7. ADDITIONAL PROVISIONS.
 
(a) No Contract or Guarantee of Continued Employment. Nothing contained in this Plan nor any action taken under this Plan shall be construed as a contract of employment or as giving any
      Participant any right to be retained in employment with the Company or any Subsidiary.
 
(b) No Guarantee of Plan Payments. Eligibility to participate in this Plan does not guarantee the payment of any Incentive Payment.
 
(c) Assignment and Transfers. With the exception of transfer by will or by the laws of descent and distribution, rights under this Plan and Awards and Incentive Payments may not be transferred
  or assigned. No such rights may be subject to any encumbrance, pledge, or charge of any kind.
 
(d) Waiver of Breach. The Company’s waiver of any Plan provision shall not operate or be construed as a waiver of any subsequent breach by the Participant or an agreement to grant a waiver
      with respect to a subsequent breach.
 
(e) Indemnification. No member of the Committee shall be personally liable by reason of any contract or other instrument executed by such member or on such member’s behalf in his or her
      capacity as a member of the Committee for any mistake of judgment made in good faith, and the Company shall indemnify and hold harmless each employee, officer or director of the
      Company or any Subsidiary to whom any duty or power relating to the administration or interpretation of this Plan may be allocated or delegated, against any cost or expense (including
      counsel fees) or liability (including any sum paid in settlement of a claim) arising out of any act or omission to act in connection with this Plan unless arising out of such person’s own fraud
      or bad faith.
 
(f) Notices.
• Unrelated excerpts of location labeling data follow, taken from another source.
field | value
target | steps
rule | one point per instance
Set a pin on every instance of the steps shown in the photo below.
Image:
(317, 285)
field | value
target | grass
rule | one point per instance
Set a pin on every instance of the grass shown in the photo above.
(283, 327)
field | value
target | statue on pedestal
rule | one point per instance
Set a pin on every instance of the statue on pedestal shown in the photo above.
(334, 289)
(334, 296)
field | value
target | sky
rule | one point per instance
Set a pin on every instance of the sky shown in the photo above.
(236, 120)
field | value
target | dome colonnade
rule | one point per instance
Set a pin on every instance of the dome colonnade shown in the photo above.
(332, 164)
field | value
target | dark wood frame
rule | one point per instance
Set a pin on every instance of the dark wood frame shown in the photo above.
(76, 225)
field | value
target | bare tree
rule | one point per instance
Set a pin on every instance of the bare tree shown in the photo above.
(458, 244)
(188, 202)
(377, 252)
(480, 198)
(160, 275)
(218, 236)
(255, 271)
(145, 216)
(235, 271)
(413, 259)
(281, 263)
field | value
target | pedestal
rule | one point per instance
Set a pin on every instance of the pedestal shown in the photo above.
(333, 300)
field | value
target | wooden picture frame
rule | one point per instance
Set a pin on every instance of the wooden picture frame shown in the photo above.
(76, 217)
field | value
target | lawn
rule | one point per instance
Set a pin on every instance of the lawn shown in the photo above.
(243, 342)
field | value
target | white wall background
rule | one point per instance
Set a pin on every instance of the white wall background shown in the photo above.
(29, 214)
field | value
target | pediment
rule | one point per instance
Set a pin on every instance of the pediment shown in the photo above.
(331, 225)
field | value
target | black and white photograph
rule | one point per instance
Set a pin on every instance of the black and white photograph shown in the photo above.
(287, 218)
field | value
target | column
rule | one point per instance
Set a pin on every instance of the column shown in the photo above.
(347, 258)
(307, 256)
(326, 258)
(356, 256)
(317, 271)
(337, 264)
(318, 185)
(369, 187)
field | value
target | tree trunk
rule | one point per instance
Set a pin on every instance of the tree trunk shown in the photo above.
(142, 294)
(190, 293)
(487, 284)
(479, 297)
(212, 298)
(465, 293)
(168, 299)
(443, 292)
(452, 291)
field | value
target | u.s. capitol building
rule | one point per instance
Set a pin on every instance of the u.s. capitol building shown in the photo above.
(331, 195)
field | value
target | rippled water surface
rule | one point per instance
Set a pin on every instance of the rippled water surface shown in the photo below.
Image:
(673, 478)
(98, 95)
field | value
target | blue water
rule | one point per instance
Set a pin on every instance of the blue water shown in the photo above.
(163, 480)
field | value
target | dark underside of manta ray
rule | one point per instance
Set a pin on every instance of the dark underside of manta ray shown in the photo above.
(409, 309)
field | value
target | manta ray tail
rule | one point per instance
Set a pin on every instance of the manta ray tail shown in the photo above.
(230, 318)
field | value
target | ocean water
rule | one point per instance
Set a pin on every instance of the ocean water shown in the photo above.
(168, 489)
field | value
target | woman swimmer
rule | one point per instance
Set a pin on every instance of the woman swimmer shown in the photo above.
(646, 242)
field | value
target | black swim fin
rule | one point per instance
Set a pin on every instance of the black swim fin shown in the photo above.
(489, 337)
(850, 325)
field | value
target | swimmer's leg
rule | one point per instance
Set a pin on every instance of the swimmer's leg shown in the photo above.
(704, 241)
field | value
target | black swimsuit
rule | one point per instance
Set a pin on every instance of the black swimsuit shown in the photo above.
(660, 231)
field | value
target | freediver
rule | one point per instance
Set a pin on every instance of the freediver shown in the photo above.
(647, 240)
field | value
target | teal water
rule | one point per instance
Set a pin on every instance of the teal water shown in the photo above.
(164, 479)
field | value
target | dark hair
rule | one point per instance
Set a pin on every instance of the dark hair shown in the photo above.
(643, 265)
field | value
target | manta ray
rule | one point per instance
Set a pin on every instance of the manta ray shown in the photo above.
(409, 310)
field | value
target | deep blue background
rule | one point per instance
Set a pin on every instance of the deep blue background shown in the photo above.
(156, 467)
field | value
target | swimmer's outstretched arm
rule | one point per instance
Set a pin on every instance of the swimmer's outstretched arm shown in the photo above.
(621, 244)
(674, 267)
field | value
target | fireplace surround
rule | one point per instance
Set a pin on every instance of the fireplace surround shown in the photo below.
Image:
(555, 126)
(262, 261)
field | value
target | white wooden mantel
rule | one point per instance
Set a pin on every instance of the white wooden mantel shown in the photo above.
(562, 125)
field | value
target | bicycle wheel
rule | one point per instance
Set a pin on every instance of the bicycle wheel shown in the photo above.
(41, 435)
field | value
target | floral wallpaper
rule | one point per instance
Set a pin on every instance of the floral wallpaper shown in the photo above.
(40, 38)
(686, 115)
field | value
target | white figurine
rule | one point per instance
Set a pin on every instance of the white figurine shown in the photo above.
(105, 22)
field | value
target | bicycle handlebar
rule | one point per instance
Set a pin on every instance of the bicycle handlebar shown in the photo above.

Any notice or filing required or permitted to be given hereunder shall be sufficient if it is in writing and hand delivered, or sent by registered or certified mail, to the Company at the
     principal office of the Company to the attention of the Chairman of the Board of Directors or to the Participant at his or her most recent address appearing in the records of the Company. Such
     notice shall be deemed given as of the date of delivery or, if delivery is made by mail, as of the date shown on the postmark on the receipt for registration or certification. The address of any
     party may be changed at any time by written notice to the other party given in accordance with this provision.
 
(g) Disclaimer. The Company makes no representation or warranty as to the value or future value of any Awards granted pursuant to this Plan, or as to any intention or design of this Plan.
 
8. GOVERNING LAW.
 
This Plan shall be construed, administered and governed in all respects under and by the applicable internal laws of the State of Indiana, without giving effect to the principles of conflict of law thereof.
 
9. RELATIONSHIP.
 
Notwithstanding any other provision of this Plan, this Plan and action taken pursuant to it shall not be deemed or construed to establish a trust or fiduciary relationship of any kind between or among the Company, any Subsidiary, Participants, or any other persons. This Plan is intended to be unfunded for purposes of the Code and ERISA. The right of Participants to Incentive Payments is strictly a right of payment, and this Plan does not grant nor shall it be deemed to grant Participants or any other person any interest in or right to any of the funds, property, or assets of the Company or any Subsidiary, other than as an unsecured general creditor of the Company or any Subsidiary.
 
10. PLAN AMENDMENT AND TERMINATION.
 
Except as otherwise provided in this Section, the Committee may, in its sole discretion, amend, suspend or terminate this Plan and any agreement or document or document relating to an Award at any time; provided, however, that no amendment, suspension or termination of this Plan may be made after completion of the Performance Period that would adversely affect the Incentive Payment and if this Plan is terminated during a Performance Period, then the Incentive Payment shall be calculated as if the Performance Period ended on the date of termination.
 

 
11. SUCCESSORS.
 
This Plan shall be binding upon the successors and assigns of the Company.
 
12. REGULATIONS.
 
The obligations of the Company to pay Incentive Payments shall be subject to compliance with all applicable laws, governmental rules and regulations, and administrative action.